Like most priests today, this is the first time I have preached on the feast of St John Paul II. What prayers, what readings do you pick to highlight the essential aspects of someone who shaped just about every aspect of the life of the Church over an extended period of time? The first reading from Isaiah seems fairly general, and the gospel reading is the stock standard reading from popes. So, it is the opening prayer – the collect for this feast- that seems most particular to John Paul. Let me repeat it:
God, who are rich in mercy
and who willed that Saint John Paul the Second
should preside as Pope over your universal Church,
grant, we pray, that instructed by his teaching,
we may open our hearts to the saving grace of Christ,
the sole redeemer of mankind.
It is the reference to Christ as Redeemer of humanity that is significant here. Pope John Paul’s first encyclical, and something of a manifesto for his entire pontificate, was Redemptor Hominis – the Redeemer of Man. It was the image of the person of Christ – God in human flesh -who was at the heart of all John Paul wrote and did; he who is both the source and the summit of our fallen yet redeemed humanity. As the first lines of the encyclical say:
“The Redeemer of Man, Jesus Christ, is the centre of the universe and of history. To him go my thoughts and my heart in this solemn moment of the world that the Church and the whole family of present-day humanity are now living.”

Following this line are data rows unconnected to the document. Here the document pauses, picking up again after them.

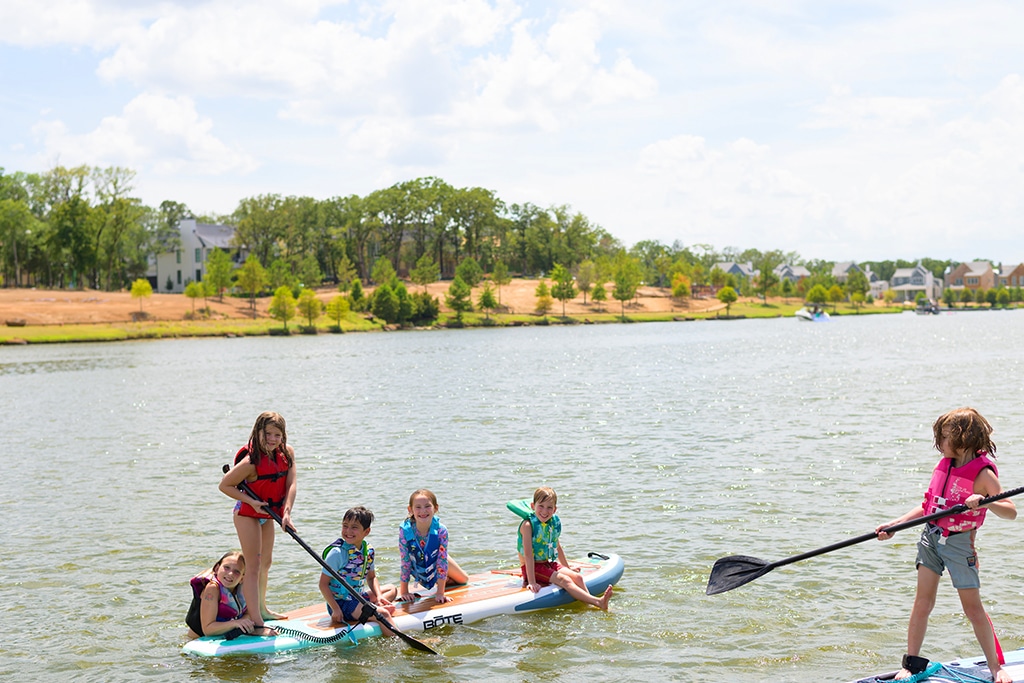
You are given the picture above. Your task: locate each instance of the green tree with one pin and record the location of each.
(857, 299)
(586, 275)
(1003, 297)
(252, 280)
(218, 271)
(470, 271)
(194, 291)
(337, 309)
(856, 282)
(383, 270)
(141, 289)
(627, 280)
(346, 274)
(355, 296)
(680, 286)
(544, 300)
(384, 304)
(787, 288)
(500, 276)
(486, 300)
(817, 294)
(425, 272)
(835, 295)
(562, 288)
(309, 306)
(458, 297)
(599, 294)
(949, 297)
(728, 296)
(283, 305)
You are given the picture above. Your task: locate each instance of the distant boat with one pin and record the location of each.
(815, 314)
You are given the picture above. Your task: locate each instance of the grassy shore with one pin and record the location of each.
(45, 334)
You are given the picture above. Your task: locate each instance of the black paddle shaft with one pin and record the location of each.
(381, 615)
(733, 571)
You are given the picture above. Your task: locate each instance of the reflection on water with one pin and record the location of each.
(670, 443)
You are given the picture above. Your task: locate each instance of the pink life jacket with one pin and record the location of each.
(230, 606)
(950, 486)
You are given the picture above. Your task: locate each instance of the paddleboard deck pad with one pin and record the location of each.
(972, 669)
(497, 592)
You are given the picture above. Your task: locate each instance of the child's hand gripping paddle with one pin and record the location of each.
(733, 571)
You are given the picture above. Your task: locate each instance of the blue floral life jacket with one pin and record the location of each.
(423, 558)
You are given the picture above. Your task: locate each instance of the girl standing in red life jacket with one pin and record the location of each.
(965, 475)
(266, 463)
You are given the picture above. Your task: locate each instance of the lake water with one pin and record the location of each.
(672, 444)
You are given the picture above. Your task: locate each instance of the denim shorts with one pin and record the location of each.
(954, 552)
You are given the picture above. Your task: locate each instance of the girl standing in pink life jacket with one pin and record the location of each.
(266, 463)
(218, 605)
(966, 474)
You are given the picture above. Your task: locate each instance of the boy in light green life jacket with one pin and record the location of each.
(545, 561)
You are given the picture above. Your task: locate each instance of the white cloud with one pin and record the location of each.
(161, 134)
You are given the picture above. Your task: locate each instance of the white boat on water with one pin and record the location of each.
(814, 314)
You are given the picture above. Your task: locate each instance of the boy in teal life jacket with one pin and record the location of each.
(545, 562)
(352, 557)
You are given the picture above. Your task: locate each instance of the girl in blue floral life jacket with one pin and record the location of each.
(218, 605)
(965, 474)
(423, 547)
(541, 551)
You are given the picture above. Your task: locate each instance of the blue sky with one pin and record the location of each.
(838, 130)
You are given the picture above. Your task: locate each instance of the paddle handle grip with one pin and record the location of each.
(381, 615)
(955, 510)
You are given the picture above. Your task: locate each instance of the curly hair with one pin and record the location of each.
(967, 431)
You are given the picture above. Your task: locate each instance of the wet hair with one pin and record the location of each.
(967, 429)
(257, 443)
(359, 514)
(545, 493)
(423, 492)
(233, 553)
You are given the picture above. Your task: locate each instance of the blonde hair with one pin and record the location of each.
(257, 442)
(423, 492)
(233, 553)
(545, 493)
(967, 431)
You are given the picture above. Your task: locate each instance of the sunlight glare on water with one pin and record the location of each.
(672, 444)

In presenting Christ, our Redeemer, as the key to the saintly life of John Paul, our liturgy today is hinting at the profound reality of God become one of us, and in so doing transfiguring our fallen humanity. In the one who gave up his human life so that we might have a share in his divine life, Pope John Paul offered to the Church and to the world a way of understanding the depth and breadth of our human condition, made in the image of God. What was created by God was redeemed by a human being. What was fallen in us was raised up in him. The divinely human Jesus is the centre of all humanity, in the world and in history.

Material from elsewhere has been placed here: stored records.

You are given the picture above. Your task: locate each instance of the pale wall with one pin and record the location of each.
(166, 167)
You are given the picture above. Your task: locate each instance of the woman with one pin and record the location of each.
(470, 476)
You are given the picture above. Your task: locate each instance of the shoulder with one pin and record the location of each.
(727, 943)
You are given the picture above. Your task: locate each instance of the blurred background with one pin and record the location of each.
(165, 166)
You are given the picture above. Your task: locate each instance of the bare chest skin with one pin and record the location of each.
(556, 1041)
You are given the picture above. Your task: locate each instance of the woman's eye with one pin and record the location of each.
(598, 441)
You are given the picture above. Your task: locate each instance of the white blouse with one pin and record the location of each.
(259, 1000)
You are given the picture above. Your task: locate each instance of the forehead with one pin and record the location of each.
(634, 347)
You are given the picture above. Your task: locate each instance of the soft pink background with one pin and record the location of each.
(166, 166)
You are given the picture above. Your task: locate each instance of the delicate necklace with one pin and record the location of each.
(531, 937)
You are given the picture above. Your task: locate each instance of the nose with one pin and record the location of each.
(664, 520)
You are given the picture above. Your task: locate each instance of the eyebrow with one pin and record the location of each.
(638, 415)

As we know, this interpretive key found a particular expression in John Paul’s apostolic teaching on the human body. By looking to Christ, he taught us how to look at ourselves, to see the true image of ourselves in the image of God, made manifest to us in the humanity of Jesus. We might sum up this teaching by noting that we human beings do not have our bodies; we are our bodies. To be at home in our own body is to be a home with God.
If it is true of me, Peter, that my subjective home is my bodily life, then it is true of you, the objective home of your own humanity. I cannot be home in my own body unless I am also at home with another’s body. This is the nuptial meaning of our humanity: being at home in and with each other’s bodily realities. The great gift of Saint John Paul was to give us a language to speak of, and way of seeing, our humanity as utterly grounded in the bodily life of Jesus Christ, our Redeemer. Our bodies – male and female – have a purpose and meaning that takes us into the very life of God. Saint John Paul gave us a roadmap to our destiny.
Yet, while we can be confident of our redeemed friendship in Christ, we still carry the marks and confusions of our fallen natures. The roadmap is in our hands for us to follow, but we still need a guide along the road itself. In other words, we do not and cannot undertake this journey of our humanity alone; we need companions on the journey: to steady us when we trip and to guide us when we become lost.
It is providential, then, that Pope John Paul is now being interpreted for us by Pope Francis, who offers a particular word: accompaniment. Accompaniment is a way of revealing what it is like to be at home with those who aren’t, for whatever reason. In the breakdown of marriage, in the confusion of gender, in the struggles of body image, the task of mutual accompaniment is offered to us by Francis as the partner that travels with us home. As Christ accompanied that couple on the road to Emmaus, so that they might find their way home to him, so may we accompany each other home to ourselves.
On this feast of Saint John Paul II, may the renaissance of the nuptial meaning of our humanity be evident in the way we accompany each other home in Christ.